Ketiga faktor tersebut yang kemudian digunakan oleh media massa untuk pemberitaan ke masyarakat. Ketika masyarakat menaruh perhatian yang besar, media massa akan terus memberitakan kasus tersebut beserta perkembangannya. Kita juga tidak boleh meremehkan kekuatan media sosial dalam menyebarkan suatu berita, hal yang tidak mengherankan mengingat di Indonesia saja sudah terdapat 75 juta pengguna media sosial pada saat ini. Saya yakin banyak yang mendengar kisah Yongki pertama kali melalui media sosial Facebook. Kombinasi pemberitaan oleh media massa dan penyebaran berita melalui media sosial inilah yang kemudian menimbulkan fenomena lonjakan kepedulian terhadap nasib gajah di Indonesia.

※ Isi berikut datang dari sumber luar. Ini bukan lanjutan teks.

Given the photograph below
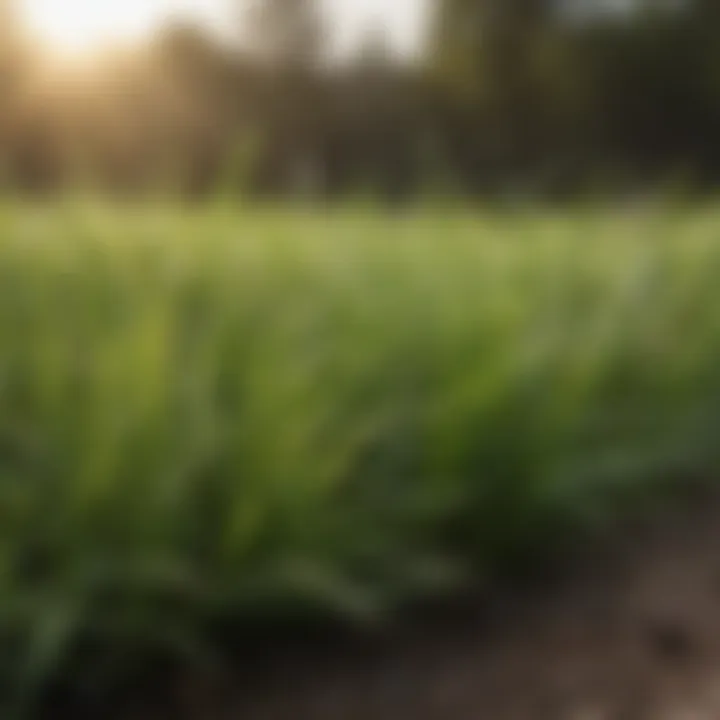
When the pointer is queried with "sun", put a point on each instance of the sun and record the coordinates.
(78, 26)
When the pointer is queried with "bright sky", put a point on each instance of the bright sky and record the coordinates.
(81, 25)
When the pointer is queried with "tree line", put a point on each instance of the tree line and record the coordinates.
(547, 97)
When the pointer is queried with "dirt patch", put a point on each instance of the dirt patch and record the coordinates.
(633, 634)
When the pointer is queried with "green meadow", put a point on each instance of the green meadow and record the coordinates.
(216, 416)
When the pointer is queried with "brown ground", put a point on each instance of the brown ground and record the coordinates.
(632, 635)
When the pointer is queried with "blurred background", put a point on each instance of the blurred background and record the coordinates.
(327, 97)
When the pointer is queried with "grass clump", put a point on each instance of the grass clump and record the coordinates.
(207, 416)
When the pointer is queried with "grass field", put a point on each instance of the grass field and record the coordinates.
(210, 416)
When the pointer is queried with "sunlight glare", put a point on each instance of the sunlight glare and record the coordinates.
(82, 25)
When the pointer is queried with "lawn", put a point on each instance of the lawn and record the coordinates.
(219, 415)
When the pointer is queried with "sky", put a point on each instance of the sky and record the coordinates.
(79, 24)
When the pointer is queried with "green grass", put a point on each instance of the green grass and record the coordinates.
(216, 415)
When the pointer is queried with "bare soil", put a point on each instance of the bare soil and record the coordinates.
(630, 633)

Pembelajaran untuk konservasi di Indonesia

Belajar dari kisah Yongki, kita sebenarnya dapat memanfaatkan momentum lonjakan kepedulian untuk meningkatkan kesadaran akan tingginya tingkat perburuan dan menggalang dukungan untuk konservasi gajah sumatera. Kita juga harus paham bahwa momentum seperti ini tidak selalu ada dan tidak dapat diprediksi kemunculannya. Yang bisa kita lakukan adalah terus memantau dan membaca peluang. Ketika momentum lonjakan kepedulian muncul, tinggal bagaimana kita mengemasnya sehingga menarik bagi masyarakat luas. 

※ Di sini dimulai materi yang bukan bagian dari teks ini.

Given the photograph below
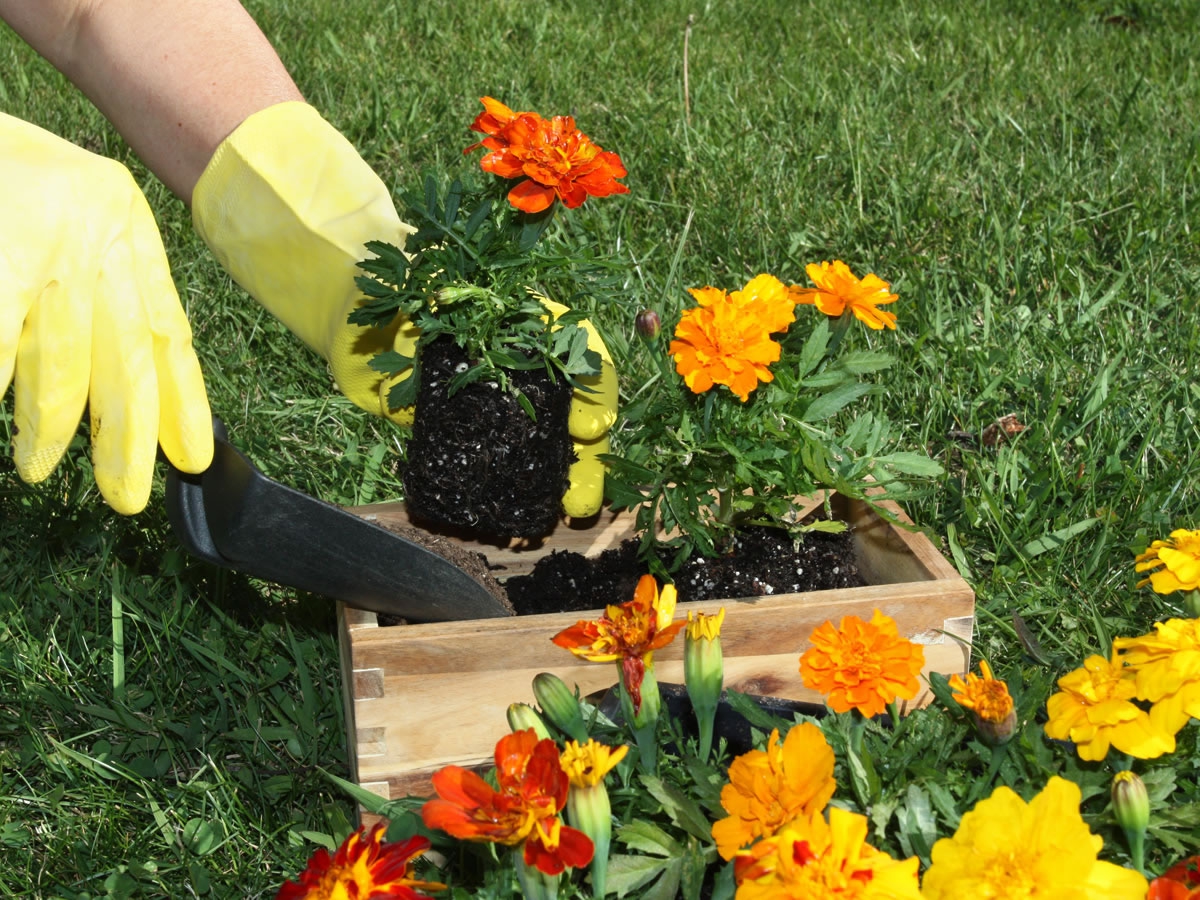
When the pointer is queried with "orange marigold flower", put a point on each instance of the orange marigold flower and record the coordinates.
(552, 156)
(525, 810)
(813, 858)
(723, 345)
(838, 289)
(771, 787)
(1167, 669)
(985, 695)
(364, 867)
(1095, 709)
(492, 121)
(1173, 564)
(988, 697)
(1180, 882)
(862, 665)
(765, 299)
(629, 633)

Pemikiran antropomorfik sebenarnya adalah kekeliruan berpikir manusia. Kita terkadang sibuk mengurusi satu hewan tanpa memikirkan hewan lainnya yang juga bernasib sama. Kita begitu peduli dengan Yongki karena kita merasa dekat dengannya sementara ratusan gajah tanpa nama lainnya juga mengalami nasib serupa, mati dibantai untuk diambil gadingnya. Oleh karena itu, ketika kasus Yongki menjadi sorotan, seharusnya kita juga memperjuangkan nasib serupa ratusan gajah lainnya. Tidak mungkin kan kita menamai semua gajah hanya supaya mendapatkan perhatian seperti si Yongki?

Sebagai manusia dengan limitasi kognitif, kita memang cenderung lebih peduli dengan hewan ketika ia ketika punya kisah yang bagus, merupakan hewan yang menarik, serta melibatkan atribut kemanusiaan. Limitasi ini perlu kita sadari dan sebagai praktisi konservasi, saya menyadari betul pentingnya memasukkan tiga faktor di atas dalam strategi perlindungan satwa liar di Indonesia. Ini menjadi tugas kita bersama, bagaimana kita membuat hewan yang sebelumnya tidak dipedulikan menjadi dipedulikan, dan bagaimana kepedulian tersebut bisa melindungi mereka ke depannya.